Aprilmightmemynewname · 10/04/2018 12:04

You are not his therapist so are free to ltb.
So do it.
Today.

Beaverhausen · 10/04/2018 12:06

Lace up those Nikes Schnitzel!

Schnitzel · 10/04/2018 12:45

Thank you for your comments.

He was very apologetic but Greenfingers is actually right in saying that it's a red flag in itself that he got so angry about me about bringing something up that had bothered me.

I think I know what I have to do. His words will always haunt me and I will never be sure whether he's lying or not. I'm worth more than this.

OP posts:
Mymouthgetsmeintrouble · 10/04/2018 12:48

Dump him what a vile thing to do

Prisonhistory1 · 10/04/2018 12:51

Was this a test by him to you ? We all have things that happen in our life, what were the 2 things ? You have only been with him a short time, leave him to sort out his own issues. ..

GreenFingersWouldBeHandy · 10/04/2018 12:52

I'm worth more than this

Damn straight! Good luck.

SusannahL · 10/04/2018 13:17

You have only been together for 6 months OP - he should still be besotted with you, not writing nasty comments like that.

Be thankful you have learned the truth now before your lives get more entwined.

Bananalanacake · 10/04/2018 13:22

It's much easier if you don't live together. Are you in Germany. I cook schnitzel Smile

Beaverhausen · 10/04/2018 13:25

Good luck.

Schnitzel · 10/04/2018 19:15

Greenfingers - He did have counselling after the most recent event but that was only for a few weeks and really, in my opinion, should have been for much longer (months, if not years). When I broached the idea about him resuming it he took umbrage, as he said that it suggested he wasn't coping (um...funny that!).

NellMangel - I have written a list of pros and cons this afternoon and the cons list is much longer/more impactful.

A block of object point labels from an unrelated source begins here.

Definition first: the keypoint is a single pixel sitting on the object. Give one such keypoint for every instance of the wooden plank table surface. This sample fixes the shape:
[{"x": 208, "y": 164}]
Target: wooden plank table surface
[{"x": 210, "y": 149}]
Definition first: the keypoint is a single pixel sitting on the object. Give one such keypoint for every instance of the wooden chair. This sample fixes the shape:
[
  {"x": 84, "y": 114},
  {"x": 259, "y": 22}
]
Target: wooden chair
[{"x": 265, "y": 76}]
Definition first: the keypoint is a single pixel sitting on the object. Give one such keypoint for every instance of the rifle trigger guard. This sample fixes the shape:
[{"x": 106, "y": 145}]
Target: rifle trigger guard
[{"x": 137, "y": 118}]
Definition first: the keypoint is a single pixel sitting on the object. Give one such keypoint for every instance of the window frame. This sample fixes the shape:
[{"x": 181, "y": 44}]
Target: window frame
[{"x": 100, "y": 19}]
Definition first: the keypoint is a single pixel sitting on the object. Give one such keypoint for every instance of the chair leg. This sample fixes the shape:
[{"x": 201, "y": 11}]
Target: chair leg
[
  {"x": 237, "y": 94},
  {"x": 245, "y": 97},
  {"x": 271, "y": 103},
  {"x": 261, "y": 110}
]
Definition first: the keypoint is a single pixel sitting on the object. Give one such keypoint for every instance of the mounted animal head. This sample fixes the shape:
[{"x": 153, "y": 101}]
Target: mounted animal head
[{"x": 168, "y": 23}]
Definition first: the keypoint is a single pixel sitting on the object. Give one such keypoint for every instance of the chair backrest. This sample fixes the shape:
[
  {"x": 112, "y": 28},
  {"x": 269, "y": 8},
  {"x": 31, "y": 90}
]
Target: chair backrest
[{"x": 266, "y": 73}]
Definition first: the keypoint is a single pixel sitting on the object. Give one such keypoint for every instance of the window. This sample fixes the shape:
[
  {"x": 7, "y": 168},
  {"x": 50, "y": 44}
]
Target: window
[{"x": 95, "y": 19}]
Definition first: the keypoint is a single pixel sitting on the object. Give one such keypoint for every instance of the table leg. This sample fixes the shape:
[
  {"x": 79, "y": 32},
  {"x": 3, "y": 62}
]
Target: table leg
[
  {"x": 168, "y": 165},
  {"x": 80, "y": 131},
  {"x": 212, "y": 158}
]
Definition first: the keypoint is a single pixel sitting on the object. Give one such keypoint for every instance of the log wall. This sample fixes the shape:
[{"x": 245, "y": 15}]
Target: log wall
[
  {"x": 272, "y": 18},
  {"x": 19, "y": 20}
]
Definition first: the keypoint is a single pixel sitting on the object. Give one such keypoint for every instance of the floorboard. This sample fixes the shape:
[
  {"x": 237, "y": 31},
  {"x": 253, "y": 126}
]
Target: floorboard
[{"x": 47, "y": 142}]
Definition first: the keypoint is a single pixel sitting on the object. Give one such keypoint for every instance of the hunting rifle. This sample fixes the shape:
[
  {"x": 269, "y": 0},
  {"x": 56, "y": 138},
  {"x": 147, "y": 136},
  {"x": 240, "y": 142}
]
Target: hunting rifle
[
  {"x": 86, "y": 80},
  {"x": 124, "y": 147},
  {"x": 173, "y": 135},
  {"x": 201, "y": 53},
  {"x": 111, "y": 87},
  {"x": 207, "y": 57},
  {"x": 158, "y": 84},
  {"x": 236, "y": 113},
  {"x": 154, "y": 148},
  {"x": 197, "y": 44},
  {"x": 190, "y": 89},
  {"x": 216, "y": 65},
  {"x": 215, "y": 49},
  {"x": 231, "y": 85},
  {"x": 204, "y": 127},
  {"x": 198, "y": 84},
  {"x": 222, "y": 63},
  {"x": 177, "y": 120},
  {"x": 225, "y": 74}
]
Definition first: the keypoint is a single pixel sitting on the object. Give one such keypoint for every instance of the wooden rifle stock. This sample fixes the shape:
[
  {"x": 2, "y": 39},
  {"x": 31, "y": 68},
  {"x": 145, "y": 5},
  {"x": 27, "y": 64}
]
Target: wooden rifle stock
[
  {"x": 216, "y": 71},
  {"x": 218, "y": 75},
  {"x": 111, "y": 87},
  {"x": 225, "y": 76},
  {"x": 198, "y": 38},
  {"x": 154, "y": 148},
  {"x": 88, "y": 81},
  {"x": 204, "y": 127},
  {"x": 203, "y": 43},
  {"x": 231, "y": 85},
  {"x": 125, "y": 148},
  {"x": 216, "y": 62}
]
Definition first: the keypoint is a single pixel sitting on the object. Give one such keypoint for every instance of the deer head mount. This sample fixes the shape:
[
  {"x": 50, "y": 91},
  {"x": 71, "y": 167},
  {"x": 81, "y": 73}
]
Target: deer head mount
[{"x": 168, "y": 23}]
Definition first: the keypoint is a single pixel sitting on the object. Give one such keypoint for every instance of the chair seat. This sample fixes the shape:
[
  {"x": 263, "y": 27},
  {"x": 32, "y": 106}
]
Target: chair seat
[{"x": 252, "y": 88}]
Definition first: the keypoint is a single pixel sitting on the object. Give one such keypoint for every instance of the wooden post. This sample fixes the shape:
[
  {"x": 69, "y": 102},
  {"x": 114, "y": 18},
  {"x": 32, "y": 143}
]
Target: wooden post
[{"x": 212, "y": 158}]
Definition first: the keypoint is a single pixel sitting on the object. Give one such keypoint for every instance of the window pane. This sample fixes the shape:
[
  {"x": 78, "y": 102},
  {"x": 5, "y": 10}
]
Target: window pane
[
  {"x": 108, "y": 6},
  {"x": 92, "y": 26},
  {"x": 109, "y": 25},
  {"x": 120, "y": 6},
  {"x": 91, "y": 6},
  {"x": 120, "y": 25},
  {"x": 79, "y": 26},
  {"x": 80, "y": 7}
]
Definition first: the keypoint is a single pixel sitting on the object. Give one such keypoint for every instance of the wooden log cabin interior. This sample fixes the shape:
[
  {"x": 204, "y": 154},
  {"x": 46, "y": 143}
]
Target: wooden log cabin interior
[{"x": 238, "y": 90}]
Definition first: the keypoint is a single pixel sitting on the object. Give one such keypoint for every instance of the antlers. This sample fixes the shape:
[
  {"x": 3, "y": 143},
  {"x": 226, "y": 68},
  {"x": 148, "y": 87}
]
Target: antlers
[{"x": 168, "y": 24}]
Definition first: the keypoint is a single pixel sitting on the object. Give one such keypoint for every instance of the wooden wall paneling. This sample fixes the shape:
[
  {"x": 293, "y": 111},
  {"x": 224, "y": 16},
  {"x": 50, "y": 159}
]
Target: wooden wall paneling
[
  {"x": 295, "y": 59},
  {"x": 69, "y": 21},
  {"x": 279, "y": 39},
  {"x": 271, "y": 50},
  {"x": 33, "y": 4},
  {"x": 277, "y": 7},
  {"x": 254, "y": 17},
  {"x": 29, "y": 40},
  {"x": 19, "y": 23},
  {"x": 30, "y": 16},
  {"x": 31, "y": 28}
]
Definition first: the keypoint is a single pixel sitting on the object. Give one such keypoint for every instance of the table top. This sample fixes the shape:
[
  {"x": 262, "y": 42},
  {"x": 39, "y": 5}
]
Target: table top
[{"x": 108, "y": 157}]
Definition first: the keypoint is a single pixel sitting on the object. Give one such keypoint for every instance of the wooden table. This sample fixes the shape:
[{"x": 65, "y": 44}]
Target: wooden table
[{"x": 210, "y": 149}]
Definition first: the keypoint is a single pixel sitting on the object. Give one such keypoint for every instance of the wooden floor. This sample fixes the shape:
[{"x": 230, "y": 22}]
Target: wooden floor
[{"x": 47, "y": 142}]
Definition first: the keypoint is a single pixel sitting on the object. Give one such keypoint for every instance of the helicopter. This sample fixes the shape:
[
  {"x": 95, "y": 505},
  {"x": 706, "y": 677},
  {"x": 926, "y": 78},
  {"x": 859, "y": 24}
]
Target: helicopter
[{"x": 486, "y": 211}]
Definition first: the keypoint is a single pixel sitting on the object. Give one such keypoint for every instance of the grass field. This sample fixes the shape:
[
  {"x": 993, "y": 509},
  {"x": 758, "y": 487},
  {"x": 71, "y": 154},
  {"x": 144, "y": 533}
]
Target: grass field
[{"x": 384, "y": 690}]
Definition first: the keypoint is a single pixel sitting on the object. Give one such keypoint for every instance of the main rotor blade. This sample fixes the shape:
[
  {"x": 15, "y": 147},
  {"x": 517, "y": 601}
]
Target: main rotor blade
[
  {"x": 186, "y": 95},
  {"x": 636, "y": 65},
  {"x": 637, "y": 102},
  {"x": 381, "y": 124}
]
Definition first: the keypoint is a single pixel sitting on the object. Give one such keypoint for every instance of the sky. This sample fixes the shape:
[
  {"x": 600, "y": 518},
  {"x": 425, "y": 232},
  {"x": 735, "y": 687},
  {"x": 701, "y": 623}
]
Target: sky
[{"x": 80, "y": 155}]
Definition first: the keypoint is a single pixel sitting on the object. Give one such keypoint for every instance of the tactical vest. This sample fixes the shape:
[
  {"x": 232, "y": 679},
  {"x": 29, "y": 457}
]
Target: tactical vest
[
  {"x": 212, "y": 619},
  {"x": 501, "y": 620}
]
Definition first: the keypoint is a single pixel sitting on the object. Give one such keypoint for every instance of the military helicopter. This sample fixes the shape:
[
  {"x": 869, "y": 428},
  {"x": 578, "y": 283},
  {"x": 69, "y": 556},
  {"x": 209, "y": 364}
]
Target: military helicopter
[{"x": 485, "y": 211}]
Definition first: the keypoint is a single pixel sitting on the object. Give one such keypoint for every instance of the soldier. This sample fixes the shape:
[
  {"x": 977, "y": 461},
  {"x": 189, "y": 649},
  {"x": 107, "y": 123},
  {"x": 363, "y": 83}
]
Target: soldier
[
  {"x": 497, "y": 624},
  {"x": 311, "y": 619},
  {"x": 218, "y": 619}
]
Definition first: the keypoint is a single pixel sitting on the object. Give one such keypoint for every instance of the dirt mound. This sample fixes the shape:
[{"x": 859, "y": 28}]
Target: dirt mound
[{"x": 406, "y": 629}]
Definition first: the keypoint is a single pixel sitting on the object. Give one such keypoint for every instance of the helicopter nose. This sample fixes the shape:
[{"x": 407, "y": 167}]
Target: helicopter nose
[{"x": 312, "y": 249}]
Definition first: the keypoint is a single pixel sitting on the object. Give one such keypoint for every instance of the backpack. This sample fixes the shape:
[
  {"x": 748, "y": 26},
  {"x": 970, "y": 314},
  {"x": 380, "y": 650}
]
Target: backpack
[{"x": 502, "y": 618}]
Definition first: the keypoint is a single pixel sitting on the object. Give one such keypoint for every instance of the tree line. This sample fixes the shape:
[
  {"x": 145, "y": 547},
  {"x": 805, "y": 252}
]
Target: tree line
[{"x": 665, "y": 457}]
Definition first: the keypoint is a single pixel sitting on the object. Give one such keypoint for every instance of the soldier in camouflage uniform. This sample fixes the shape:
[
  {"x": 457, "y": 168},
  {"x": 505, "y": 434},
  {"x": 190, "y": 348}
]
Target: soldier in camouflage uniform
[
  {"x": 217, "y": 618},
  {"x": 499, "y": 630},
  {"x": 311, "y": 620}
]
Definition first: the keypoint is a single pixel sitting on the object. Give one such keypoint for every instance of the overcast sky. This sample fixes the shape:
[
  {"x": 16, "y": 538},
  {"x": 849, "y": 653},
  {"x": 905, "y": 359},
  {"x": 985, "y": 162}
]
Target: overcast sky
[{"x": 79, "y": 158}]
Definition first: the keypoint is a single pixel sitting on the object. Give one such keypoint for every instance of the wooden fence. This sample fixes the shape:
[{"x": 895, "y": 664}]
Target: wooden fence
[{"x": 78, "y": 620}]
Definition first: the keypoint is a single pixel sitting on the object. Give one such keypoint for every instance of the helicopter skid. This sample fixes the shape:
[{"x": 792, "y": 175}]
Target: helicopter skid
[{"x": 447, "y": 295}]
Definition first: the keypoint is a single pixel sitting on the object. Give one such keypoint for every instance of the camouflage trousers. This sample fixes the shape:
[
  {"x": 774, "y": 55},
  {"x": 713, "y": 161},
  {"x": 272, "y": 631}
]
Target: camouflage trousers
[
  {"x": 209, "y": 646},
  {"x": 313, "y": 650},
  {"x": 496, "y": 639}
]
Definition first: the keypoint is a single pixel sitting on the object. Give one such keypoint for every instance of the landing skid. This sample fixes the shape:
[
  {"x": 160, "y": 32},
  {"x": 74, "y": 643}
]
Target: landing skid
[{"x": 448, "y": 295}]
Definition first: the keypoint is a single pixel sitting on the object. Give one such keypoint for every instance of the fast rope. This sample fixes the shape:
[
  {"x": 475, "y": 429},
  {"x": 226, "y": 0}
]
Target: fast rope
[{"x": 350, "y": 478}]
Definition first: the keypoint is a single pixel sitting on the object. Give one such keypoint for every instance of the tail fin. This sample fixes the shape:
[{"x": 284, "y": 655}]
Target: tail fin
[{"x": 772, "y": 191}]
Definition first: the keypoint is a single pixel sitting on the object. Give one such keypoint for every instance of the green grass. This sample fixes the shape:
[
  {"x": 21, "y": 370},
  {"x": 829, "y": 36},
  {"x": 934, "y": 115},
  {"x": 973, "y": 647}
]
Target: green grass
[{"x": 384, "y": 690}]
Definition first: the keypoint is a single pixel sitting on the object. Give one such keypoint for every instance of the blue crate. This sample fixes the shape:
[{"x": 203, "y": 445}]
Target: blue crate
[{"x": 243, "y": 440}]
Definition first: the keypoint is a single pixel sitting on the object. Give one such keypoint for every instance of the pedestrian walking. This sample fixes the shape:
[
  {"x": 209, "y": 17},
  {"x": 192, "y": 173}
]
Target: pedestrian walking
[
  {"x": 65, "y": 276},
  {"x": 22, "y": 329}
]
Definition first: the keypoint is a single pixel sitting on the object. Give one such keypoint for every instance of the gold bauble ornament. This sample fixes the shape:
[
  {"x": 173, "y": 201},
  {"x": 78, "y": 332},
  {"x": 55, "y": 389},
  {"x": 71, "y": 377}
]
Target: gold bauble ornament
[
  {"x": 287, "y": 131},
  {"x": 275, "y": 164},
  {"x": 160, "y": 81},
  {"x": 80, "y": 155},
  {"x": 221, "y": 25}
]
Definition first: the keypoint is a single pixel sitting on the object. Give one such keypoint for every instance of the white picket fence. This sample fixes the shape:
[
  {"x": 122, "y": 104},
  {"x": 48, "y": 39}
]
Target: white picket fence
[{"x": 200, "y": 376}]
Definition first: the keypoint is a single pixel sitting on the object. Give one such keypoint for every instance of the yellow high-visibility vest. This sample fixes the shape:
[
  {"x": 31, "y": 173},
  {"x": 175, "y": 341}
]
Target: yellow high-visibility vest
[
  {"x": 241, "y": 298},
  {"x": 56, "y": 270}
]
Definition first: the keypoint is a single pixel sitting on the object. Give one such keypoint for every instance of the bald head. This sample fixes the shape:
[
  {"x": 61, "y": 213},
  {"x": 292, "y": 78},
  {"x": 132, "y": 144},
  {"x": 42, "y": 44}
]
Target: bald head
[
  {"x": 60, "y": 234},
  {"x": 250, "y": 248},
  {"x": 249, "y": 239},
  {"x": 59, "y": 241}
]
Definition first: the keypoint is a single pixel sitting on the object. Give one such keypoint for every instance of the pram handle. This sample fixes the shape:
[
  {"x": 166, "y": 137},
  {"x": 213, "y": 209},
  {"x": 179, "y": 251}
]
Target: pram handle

Prisonhistory1 - I won't say what the two things were as it could identify me, but safe to say both were significant/unusual events.

Bananalanacake - I'm not in Germany but do love Schnitzel!

Everyone - Your replies are really helping me to get some clarity on this situation. Thank you for replying.

I feel very despondent, as I he was the first person I had dated since my horrible long-term relationship ended a few years ago and we were (seemingly) getting along swimmingly. I don't think I can move past this though. I will speak to him in person, give him another chance to respond, then do what I have to do.